Un officier de marine français, désigné sous le pseudonyme d'Arthur dans l'enquête originale du Monde, a réussi à diffuser la position précise du Charles de Gaulle à absolument n'importe qui disposant d'une connexion internet. Son crime ? Être allé faire un jogging.
La course qui a secoué la Marine nationale
Le 13 mars 2026, à 10h35, Arthur a lacé ses baskets et est parti courir sur le pont d'envol du navire amiral de la flotte française. Il a parcouru un peu plus de 7 kilomètres (une source précise 7,23 km) en environ 35 minutes. Pas un mauvais rythme, surtout quand votre piste de course est faite de 262 mètres d'acier entourés par la mer Méditerranée.

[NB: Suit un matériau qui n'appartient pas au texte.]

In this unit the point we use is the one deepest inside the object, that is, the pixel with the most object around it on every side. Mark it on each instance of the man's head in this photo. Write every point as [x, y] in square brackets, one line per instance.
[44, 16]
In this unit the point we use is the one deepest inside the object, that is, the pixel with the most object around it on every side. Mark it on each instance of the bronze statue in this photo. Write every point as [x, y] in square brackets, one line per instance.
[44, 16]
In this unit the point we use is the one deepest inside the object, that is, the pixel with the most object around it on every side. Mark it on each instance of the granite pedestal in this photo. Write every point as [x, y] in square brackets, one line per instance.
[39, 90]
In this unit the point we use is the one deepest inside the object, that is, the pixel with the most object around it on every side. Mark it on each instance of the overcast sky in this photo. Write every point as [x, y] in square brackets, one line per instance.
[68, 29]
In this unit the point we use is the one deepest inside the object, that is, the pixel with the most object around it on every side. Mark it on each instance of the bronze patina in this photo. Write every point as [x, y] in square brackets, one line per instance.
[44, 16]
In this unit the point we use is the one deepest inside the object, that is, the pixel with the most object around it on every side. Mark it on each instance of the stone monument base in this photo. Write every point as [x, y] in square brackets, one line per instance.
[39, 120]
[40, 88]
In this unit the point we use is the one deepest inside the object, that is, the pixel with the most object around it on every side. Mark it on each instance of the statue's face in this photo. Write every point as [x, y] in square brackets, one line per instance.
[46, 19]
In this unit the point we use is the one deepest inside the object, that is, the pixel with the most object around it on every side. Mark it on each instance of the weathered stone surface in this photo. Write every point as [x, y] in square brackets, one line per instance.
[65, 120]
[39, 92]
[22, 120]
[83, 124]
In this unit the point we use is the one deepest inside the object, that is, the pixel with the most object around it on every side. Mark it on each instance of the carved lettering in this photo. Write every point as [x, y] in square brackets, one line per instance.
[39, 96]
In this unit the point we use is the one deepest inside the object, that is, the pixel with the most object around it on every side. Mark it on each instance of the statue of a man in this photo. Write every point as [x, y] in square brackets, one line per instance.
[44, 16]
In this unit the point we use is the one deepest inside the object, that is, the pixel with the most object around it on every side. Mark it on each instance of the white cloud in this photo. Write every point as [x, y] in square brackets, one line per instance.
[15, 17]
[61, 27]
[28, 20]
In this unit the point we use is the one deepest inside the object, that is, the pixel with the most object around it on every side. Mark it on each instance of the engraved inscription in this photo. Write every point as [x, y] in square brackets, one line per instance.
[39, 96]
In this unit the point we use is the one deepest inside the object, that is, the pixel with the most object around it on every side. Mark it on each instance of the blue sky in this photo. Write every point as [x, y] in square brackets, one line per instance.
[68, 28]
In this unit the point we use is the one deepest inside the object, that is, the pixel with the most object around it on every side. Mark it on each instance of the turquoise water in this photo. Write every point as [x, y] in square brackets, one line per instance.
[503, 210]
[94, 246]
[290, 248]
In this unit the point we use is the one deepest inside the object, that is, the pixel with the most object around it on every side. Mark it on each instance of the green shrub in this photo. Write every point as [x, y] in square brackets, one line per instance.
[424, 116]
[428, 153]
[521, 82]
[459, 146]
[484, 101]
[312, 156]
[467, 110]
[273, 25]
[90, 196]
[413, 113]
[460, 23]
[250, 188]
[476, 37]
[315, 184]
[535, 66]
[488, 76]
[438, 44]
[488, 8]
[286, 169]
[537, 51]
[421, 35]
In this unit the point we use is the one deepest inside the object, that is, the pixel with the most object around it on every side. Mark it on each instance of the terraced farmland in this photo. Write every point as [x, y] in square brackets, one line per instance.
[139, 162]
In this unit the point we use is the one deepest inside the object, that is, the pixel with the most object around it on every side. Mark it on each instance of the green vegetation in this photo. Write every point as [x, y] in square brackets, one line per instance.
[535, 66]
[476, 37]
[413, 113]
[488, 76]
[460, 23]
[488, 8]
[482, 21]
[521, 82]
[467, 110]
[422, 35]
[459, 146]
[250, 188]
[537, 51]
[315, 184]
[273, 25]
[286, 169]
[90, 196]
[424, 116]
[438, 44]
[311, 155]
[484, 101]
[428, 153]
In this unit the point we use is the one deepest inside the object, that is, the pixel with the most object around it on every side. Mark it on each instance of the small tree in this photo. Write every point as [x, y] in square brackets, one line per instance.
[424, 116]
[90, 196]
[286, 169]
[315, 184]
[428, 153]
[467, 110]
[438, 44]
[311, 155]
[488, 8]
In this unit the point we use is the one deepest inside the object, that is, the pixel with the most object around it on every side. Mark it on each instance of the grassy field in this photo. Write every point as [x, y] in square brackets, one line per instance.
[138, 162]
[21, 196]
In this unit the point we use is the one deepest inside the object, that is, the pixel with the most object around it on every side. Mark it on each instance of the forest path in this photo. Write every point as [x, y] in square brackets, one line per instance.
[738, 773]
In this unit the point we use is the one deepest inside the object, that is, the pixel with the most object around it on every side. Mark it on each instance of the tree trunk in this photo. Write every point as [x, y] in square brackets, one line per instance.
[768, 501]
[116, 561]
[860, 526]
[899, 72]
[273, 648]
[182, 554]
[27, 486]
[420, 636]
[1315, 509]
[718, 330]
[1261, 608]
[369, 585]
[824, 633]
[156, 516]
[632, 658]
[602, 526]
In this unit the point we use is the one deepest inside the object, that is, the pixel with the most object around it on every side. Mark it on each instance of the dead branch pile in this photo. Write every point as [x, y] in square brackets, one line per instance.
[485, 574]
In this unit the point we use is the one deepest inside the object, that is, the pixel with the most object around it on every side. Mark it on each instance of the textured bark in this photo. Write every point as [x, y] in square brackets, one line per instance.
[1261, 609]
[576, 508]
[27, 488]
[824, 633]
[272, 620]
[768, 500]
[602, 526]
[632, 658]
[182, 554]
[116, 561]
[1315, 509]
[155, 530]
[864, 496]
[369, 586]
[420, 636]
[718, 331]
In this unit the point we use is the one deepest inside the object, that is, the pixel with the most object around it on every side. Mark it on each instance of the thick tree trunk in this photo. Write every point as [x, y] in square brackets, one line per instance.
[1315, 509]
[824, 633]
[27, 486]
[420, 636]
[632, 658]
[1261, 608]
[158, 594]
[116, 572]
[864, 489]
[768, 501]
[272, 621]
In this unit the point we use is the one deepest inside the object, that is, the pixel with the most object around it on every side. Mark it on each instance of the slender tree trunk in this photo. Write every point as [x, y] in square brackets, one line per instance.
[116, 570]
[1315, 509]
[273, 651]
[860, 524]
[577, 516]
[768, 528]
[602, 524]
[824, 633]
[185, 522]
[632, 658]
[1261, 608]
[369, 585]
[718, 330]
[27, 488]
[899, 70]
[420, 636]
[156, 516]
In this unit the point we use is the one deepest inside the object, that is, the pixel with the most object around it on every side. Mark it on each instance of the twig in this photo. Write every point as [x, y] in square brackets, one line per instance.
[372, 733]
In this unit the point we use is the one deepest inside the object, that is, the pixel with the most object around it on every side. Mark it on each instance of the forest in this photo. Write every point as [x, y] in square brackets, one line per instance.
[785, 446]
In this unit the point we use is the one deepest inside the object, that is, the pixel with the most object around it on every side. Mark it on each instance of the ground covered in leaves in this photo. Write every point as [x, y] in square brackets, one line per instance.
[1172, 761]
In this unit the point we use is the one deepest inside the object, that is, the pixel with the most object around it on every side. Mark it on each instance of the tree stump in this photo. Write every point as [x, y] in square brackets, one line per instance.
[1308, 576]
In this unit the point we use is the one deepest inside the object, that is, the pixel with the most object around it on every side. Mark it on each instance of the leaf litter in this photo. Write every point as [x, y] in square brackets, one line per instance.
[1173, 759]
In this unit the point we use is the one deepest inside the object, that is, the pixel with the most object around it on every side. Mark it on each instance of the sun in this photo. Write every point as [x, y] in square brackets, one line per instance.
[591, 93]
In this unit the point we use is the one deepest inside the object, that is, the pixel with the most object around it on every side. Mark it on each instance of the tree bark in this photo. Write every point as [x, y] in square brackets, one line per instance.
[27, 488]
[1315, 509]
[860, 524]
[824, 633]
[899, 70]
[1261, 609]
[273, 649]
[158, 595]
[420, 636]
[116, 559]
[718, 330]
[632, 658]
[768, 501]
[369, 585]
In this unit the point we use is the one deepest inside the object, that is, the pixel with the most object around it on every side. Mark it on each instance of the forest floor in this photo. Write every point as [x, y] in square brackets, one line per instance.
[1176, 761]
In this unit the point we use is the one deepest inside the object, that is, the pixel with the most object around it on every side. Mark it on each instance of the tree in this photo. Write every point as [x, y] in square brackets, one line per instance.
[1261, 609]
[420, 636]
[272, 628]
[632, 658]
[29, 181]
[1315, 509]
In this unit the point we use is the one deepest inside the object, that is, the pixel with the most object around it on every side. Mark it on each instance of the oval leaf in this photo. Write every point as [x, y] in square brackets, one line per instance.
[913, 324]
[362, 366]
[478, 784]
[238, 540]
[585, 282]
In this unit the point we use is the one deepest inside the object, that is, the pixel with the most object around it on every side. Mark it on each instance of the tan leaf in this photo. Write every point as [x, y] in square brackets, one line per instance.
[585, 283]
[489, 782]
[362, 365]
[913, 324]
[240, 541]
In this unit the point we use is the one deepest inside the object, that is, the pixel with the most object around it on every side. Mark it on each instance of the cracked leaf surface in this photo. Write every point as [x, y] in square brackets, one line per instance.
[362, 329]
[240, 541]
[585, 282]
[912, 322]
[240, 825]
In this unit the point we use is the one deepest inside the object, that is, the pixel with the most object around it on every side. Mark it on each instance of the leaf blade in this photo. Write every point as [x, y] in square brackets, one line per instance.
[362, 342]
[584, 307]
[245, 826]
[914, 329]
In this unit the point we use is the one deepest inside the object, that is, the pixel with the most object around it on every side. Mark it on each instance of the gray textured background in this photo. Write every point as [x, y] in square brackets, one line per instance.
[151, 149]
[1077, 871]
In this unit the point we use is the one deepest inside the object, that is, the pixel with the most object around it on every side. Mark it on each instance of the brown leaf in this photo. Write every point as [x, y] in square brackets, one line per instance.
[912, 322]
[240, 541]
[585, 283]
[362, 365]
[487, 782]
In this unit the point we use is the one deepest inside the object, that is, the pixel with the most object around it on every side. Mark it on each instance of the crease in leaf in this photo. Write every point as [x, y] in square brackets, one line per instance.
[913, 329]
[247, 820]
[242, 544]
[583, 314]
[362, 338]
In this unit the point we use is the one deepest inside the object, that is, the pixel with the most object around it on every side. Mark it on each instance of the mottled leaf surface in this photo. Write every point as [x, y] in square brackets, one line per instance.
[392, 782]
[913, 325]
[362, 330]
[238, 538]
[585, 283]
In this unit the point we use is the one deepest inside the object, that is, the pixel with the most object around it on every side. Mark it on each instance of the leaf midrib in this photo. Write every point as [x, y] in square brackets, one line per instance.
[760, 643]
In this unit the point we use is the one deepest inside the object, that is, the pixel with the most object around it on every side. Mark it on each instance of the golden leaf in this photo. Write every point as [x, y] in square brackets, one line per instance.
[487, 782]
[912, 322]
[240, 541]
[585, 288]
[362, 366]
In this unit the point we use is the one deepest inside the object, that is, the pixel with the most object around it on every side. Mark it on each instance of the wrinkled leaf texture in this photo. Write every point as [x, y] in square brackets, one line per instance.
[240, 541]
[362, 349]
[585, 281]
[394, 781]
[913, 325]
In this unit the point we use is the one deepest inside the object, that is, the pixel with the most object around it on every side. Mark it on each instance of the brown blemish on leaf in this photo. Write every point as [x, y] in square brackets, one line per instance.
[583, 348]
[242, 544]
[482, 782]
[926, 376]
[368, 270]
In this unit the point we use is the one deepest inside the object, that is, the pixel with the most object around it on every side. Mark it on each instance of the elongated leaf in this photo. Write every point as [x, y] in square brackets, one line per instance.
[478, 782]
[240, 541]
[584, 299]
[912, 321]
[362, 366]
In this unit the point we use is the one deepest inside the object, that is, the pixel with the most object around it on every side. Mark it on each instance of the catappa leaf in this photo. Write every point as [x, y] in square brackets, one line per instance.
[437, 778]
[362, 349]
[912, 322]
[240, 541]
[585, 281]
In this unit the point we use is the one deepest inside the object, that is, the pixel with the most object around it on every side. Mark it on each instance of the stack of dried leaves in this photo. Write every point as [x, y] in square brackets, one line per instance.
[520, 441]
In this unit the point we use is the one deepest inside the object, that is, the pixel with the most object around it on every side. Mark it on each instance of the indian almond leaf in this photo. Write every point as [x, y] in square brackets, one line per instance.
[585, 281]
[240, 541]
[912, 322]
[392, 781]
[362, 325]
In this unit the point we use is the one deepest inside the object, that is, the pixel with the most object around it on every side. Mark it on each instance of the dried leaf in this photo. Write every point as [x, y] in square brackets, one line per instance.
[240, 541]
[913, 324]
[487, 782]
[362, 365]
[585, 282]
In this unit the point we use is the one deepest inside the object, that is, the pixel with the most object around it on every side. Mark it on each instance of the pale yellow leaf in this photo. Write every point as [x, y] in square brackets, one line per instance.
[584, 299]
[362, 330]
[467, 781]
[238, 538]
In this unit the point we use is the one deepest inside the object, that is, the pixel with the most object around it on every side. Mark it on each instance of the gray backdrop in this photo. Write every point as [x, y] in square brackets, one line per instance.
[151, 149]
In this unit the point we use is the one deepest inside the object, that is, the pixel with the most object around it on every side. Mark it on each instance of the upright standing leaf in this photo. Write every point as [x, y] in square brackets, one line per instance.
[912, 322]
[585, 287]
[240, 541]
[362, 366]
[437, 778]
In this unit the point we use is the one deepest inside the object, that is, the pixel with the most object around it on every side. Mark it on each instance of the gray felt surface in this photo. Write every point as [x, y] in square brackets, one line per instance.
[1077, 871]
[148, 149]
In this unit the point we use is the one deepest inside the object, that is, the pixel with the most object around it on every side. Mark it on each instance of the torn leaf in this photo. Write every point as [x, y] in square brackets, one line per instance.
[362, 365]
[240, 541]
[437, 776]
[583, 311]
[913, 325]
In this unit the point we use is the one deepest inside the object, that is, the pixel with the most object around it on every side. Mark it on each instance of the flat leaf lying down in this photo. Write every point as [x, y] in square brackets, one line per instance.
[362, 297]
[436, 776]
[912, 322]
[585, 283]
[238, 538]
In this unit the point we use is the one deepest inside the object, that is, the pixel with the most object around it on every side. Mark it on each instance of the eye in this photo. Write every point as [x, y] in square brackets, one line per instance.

Le problème, bien sûr, est qu'Arthur avait synchronisé son traceur de fitness avec Strava, le réseau social adoré des coureurs et cyclistes du monde entier. Son activité a été publiée publiquement, avec les coordonnées GPS qui plaçaient le Charles de Gaulle en Méditerranée orientale, au nord-ouest de Chypre et à environ 100 kilomètres de la côte turque.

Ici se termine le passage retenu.